Partis pour exprimer l'inquiétude, le mal-être lié à l'absence de visibilité ou bien encore leurs interrogations quant à la capacité d'adaptation, les agriculteurs de la FDSEA estimaient se sentir "perdus face à la notion de souveraineté alimentaire qui ne veut plus rien dire au final, puisque nous ne pouvons vivre décemment de nos produits". Parmi les revendications figure également une volonté de dire stop. "Stop aux réglementations inapplicables, aux dossiers de 100 pages, à la dématérialisation inintelligente... Stop à la surenchère réglementaire franco-française... Stop au verdissement à tout prix... Stop aux interdictions sans solutions...", énumère le communiqué de presse de la fédération.

"Le syndicalisme doit montrer les difficultés de l'agriculture, montrer comment ça va se passer si on continue à charger les agriculteurs", insistait la présidente de la fédération, avant le départ pour le boulevard Limbert.
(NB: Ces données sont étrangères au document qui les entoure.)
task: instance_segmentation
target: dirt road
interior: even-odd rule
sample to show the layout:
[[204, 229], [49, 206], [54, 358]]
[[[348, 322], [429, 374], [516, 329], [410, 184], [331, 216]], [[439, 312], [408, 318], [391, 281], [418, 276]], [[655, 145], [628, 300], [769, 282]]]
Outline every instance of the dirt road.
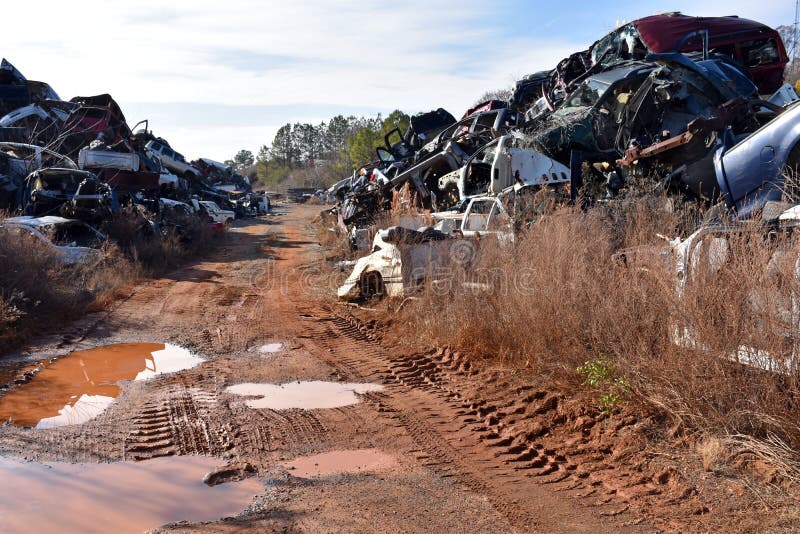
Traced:
[[[556, 395], [450, 351], [403, 353], [332, 302], [316, 273], [317, 211], [279, 206], [237, 225], [207, 260], [135, 288], [67, 332], [43, 332], [17, 360], [169, 342], [205, 361], [126, 382], [108, 410], [81, 425], [6, 426], [0, 453], [69, 462], [208, 455], [229, 465], [220, 482], [263, 477], [263, 493], [238, 516], [167, 530], [653, 530], [627, 503], [640, 494], [668, 500], [669, 476], [621, 478], [614, 487], [596, 475], [610, 469], [614, 451], [596, 458], [580, 440], [554, 447], [539, 439], [564, 422]], [[338, 407], [288, 410], [251, 407], [258, 395], [228, 390], [297, 381], [382, 388], [365, 387]], [[315, 384], [299, 402], [338, 402]]]

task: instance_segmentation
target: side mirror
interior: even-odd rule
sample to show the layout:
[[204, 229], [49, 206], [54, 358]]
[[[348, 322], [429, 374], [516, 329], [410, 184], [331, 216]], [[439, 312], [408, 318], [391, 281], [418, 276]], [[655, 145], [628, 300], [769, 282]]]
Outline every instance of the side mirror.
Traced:
[[394, 156], [385, 148], [378, 147], [375, 149], [375, 151], [378, 153], [378, 159], [381, 161], [381, 163], [394, 163]]

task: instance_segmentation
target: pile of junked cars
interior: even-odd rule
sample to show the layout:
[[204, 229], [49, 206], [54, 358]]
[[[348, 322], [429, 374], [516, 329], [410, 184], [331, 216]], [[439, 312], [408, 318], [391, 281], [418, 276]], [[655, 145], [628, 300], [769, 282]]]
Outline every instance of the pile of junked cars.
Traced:
[[328, 195], [354, 242], [404, 188], [436, 224], [378, 232], [339, 296], [408, 294], [431, 265], [469, 259], [470, 236], [513, 239], [545, 201], [588, 208], [643, 182], [705, 204], [717, 222], [777, 220], [791, 207], [785, 170], [800, 164], [787, 62], [761, 23], [667, 13], [525, 76], [508, 101], [460, 120], [413, 117]]
[[61, 100], [5, 59], [0, 114], [0, 211], [11, 215], [0, 227], [33, 235], [66, 262], [97, 248], [114, 217], [135, 216], [163, 235], [187, 217], [221, 230], [269, 210], [229, 165], [186, 161], [147, 120], [130, 128], [110, 95]]

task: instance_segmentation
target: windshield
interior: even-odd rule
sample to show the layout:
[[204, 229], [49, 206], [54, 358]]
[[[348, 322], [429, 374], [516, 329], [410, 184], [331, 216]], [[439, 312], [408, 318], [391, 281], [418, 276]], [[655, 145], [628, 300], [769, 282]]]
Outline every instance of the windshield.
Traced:
[[62, 247], [100, 248], [100, 237], [85, 224], [59, 224], [43, 229], [53, 244]]
[[589, 78], [584, 81], [577, 90], [575, 90], [564, 101], [564, 108], [582, 108], [594, 106], [603, 94], [611, 87], [611, 84], [601, 82], [600, 80]]

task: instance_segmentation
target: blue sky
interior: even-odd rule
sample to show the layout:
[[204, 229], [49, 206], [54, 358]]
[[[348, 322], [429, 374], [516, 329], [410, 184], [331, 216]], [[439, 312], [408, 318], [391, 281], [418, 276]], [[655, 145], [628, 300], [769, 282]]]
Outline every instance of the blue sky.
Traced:
[[[586, 48], [617, 24], [665, 11], [791, 24], [794, 2], [516, 0], [40, 1], [7, 24], [3, 56], [62, 98], [110, 93], [187, 157], [230, 158], [286, 122], [437, 107], [461, 115]], [[4, 6], [6, 21], [33, 20]]]

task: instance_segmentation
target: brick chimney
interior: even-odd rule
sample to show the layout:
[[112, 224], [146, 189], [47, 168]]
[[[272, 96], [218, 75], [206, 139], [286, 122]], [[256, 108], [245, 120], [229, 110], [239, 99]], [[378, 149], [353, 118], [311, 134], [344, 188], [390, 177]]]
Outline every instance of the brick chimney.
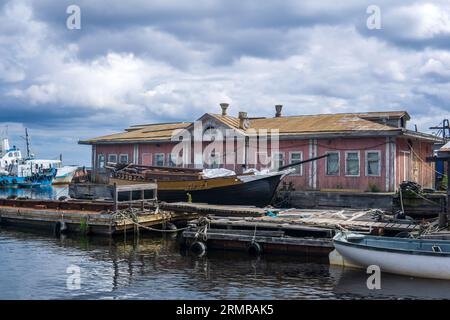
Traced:
[[281, 110], [283, 109], [283, 105], [277, 104], [275, 105], [275, 117], [279, 118], [281, 117]]
[[247, 112], [239, 112], [238, 115], [239, 118], [239, 128], [246, 130], [247, 126], [248, 126], [248, 117], [247, 117]]
[[228, 103], [221, 103], [220, 107], [222, 108], [222, 115], [226, 116], [227, 115], [227, 109], [228, 109], [229, 104]]

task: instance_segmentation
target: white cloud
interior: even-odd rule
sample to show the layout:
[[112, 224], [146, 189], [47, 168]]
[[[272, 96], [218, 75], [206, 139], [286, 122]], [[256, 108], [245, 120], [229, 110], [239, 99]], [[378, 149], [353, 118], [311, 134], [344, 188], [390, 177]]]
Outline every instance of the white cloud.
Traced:
[[[134, 5], [123, 11], [130, 20], [155, 3]], [[313, 17], [321, 9], [326, 17], [344, 15], [358, 6], [307, 3], [298, 15]], [[441, 6], [393, 5], [384, 10], [386, 6], [383, 23], [388, 30], [397, 26], [397, 37], [428, 39], [449, 32], [447, 14], [436, 11]], [[86, 2], [82, 12], [94, 7]], [[129, 124], [193, 120], [204, 112], [220, 112], [220, 102], [231, 103], [230, 114], [247, 111], [250, 116], [272, 115], [275, 104], [285, 106], [284, 114], [406, 109], [422, 130], [448, 113], [447, 50], [396, 46], [359, 32], [356, 18], [298, 25], [294, 19], [292, 25], [279, 27], [282, 16], [273, 25], [258, 17], [258, 12], [270, 12], [265, 5], [233, 27], [233, 12], [220, 16], [223, 25], [207, 17], [208, 12], [219, 15], [223, 6], [188, 7], [186, 15], [180, 13], [184, 33], [152, 21], [133, 21], [122, 30], [89, 28], [84, 22], [86, 29], [76, 33], [38, 19], [29, 2], [9, 2], [0, 12], [0, 94], [8, 99], [0, 108], [13, 103], [24, 122], [30, 122], [26, 116], [36, 109], [48, 118], [62, 117], [74, 128], [61, 128], [58, 122], [36, 135], [45, 140], [47, 134], [56, 134], [64, 144]], [[118, 15], [122, 8], [113, 2], [105, 14]], [[155, 10], [169, 14], [181, 9], [161, 2]], [[392, 17], [396, 20], [390, 25]], [[197, 29], [187, 19], [197, 21]], [[430, 110], [439, 117], [430, 116]]]

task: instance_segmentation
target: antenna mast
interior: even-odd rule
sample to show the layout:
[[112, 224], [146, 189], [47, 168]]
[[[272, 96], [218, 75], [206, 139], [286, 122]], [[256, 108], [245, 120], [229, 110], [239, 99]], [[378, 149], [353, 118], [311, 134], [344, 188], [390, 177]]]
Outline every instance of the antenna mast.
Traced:
[[30, 157], [30, 139], [28, 137], [28, 129], [25, 128], [25, 141], [27, 142], [27, 158]]

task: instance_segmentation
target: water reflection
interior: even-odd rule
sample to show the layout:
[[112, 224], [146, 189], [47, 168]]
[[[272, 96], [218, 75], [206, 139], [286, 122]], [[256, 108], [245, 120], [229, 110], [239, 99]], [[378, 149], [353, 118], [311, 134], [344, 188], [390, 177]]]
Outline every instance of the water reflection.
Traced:
[[[294, 257], [180, 251], [171, 236], [54, 238], [0, 229], [1, 299], [353, 299], [448, 298], [447, 282], [382, 276]], [[81, 289], [68, 290], [70, 265]]]
[[30, 199], [58, 199], [69, 195], [69, 187], [62, 186], [41, 186], [36, 188], [0, 188], [0, 198], [9, 196], [28, 197]]
[[335, 289], [337, 294], [353, 294], [373, 299], [450, 299], [450, 281], [382, 273], [381, 288], [369, 290], [366, 285], [369, 275], [365, 270], [335, 269], [341, 272]]

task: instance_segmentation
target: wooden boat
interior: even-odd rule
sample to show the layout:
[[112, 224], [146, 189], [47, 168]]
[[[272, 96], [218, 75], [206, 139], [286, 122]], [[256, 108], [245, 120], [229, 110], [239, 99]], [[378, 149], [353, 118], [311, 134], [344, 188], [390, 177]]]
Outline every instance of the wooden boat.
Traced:
[[336, 251], [350, 265], [382, 272], [450, 280], [450, 241], [391, 238], [339, 232]]
[[[270, 204], [281, 179], [289, 172], [280, 171], [261, 175], [234, 175], [196, 180], [157, 180], [158, 199], [165, 202], [264, 207]], [[123, 174], [110, 179], [110, 183], [116, 184], [126, 184], [129, 181]], [[139, 195], [136, 194], [135, 197], [137, 198]]]
[[215, 178], [205, 178], [202, 169], [192, 168], [108, 163], [107, 169], [111, 170], [110, 184], [156, 181], [158, 199], [166, 202], [265, 207], [272, 202], [281, 179], [293, 172], [291, 167], [327, 156], [291, 163], [266, 174], [234, 174]]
Mais une fois sur place, c'est la douche froide : alors que tous pensaient être reçus par le directeur de cabinet de la préfecture, Vincent Naturel, et la préfète Violaine Demaret elle-même, pour une première réelle entrée en discussion avec les services de l'État, les agriculteurs sont restés sur le parvis.

"À l'approche des fêtes, on a vraiment l'impression d'être le dindon de la farce", déplore Sophie Vache. Pour le syndicat, c'est le double discours qui dérange, entre annonces du gouvernement, ministre à l'écoute lors du congrès Légumes de France2, et ce raté avec les services de l'État. La confiance s'effrite.

"En France aujourd'hui, on a une sur-réglementation qui est impossible pour nous, agriculteurs, à tenir. Avec cette sur-réglementation, on n'aura pas la possibilité de vous faire manger, vous les Français, l'année prochaine s'il n'y a pas de déblocage rapide de l'État", interpelle Bertrand Mille dans une vidéo présentée sur les réseaux sociaux à l'issue de la manifestation.

La messe est dite : 2023 s'annonce compliquée en tous points de vue.